Latest release (March 2023)

Deprecation warning

What was changed

Key Summary Category
OCRNET‑636
OCRNET‑646
A slimmer, faster and more straightforward API has been introduced. See Added public APIs for details. New feature
OCRNET‑648 Most of the existing API classes and methods have been marked as deprecated to remind you to update your existing code. They remain functional but will be removed in release 23.11.0 (November 2023) in favor of the new API introduced in this release. See Deprecated APIs for details. Enhancement

Public API changes and backwards compatibility

This section lists all public API changes introduced in Aspose.OCR for .NET 23.3.1 that may affect the code of existing applications.

Added public APIs:

The following public APIs have been introduced in this release:

Aspose.OCR.OcrInput class

The universal class for providing any type of data (images, PDF documents, archives, folders, streams, arrays, and so on) to the new image processing and recognition methods.

Aspose.OCR.ImageProcessing class

Specially adjust one or more files to improve the accuracy and reliability of the OCR. This class provides extended replacements for Aspose.OCR.AsposeOcr.PreprocessImage method:

Method Action
Save(OcrInput images, string folderPath) Saves processed images to a folder. Replaces PreprocessImage method.
Render(OcrInput images) Processes files and returns an OcrInput object with adjusted images that can be passed to recognition methods.

Aspose.OCR.AsposeOcr.Recognize method

Recognize one or more files provided as an OcrInput object. It is a universal replacement for the following recognition methods:

Method Action
RecognizeImage Extract text from a raster image, provided as file, memory stream, or a pixel array.
RecognizePdf Extract text from a PDF document.
RecognizeTiff Extract text from a multi-page TIFF image.
RecognizeDjvu Extract text from a DjVu file.
RecognizeImageFromUri Recognize an image hosted on website without downloading it to the computer.
RecognizeMultipleImages Batch recognition.
RecognizeImageFromBase64 Extract text from Base64 encoded images.
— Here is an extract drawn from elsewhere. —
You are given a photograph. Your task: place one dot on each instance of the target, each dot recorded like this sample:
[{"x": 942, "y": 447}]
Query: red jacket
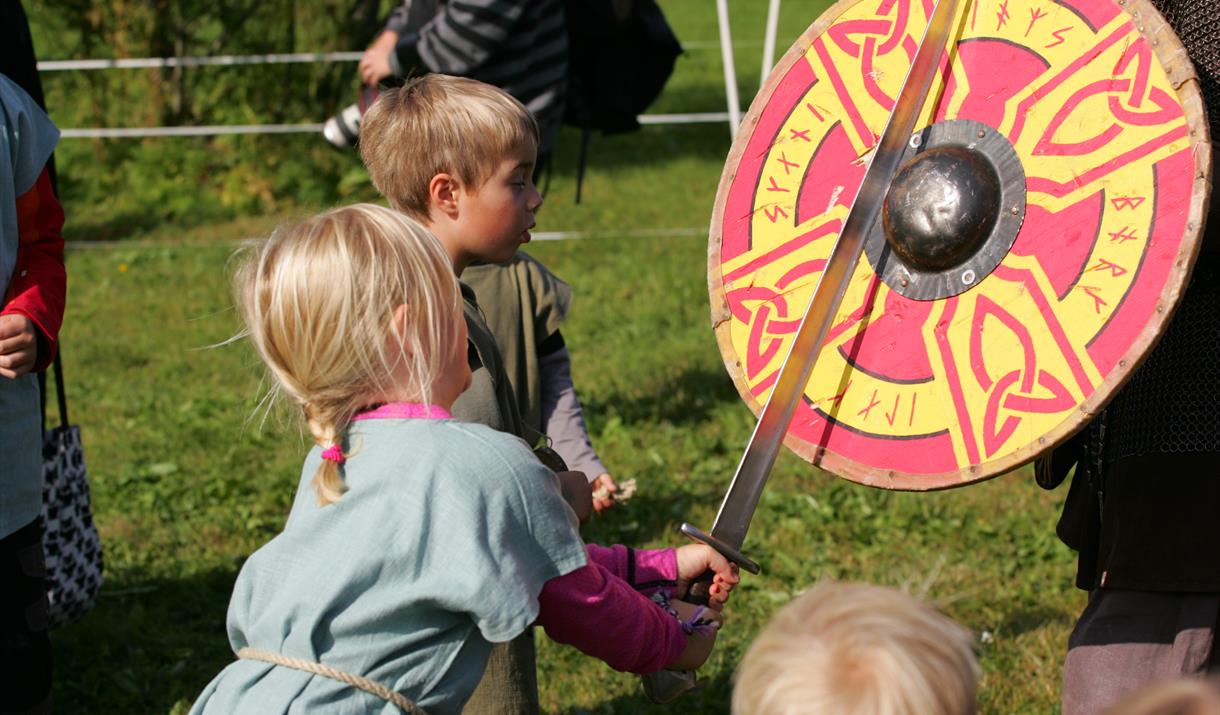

Aspose.OCR.AsposeOcr.RecognizeLines method

Recognize files containing a single line of text in the fastest possible mode. It is an extended replacement for RecognizeLine method.

Aspose.OCR.AsposeOcr.DetectRectangles method

Find areas of images containing text. It is an extended replacement for GetRectangles method.

Aspose.OCR.AsposeOcr.CalculateSkew method

Find out skew angles of provided images. It is an universal replacement for the following methods:

Method Action
CalculateSkew Detect the skew angle of an image.
CalculateSkewFromUri Detect the skew angle of an image hosted on website without downloading it to the computer.

AllowedSymbols recognition setting

Limit a subset of recognized characters instead of using all symbols from the selected language. It is a replacement of the alphabet argument of AsposeOcr constructor and AllowedCharacters recognition setting.

IgnoredSymbols recognition setting

A blacklist of characters that are ignored during recognition. It is a replacement of the IgnoredCharacters recognition setting to ensure the consistent naming.

Updated public APIs:

No changes.

Removed public APIs:

The following public APIs have been removed in this release:

detectAreas argument of RecognitionSettings constructor

RecognitionSettings constructor no longer accepts detectAreas argument. Specify the area detection mode in DetectAreasMode recognition setting instead.

Deprecated APIs

The following public APIs have been marked as deprecated and will be removed in 23.11.0 (November 2023) release:

CalculateSkew method

Replaced with Aspose.OCR.AsposeOcr.CalculateSkew method.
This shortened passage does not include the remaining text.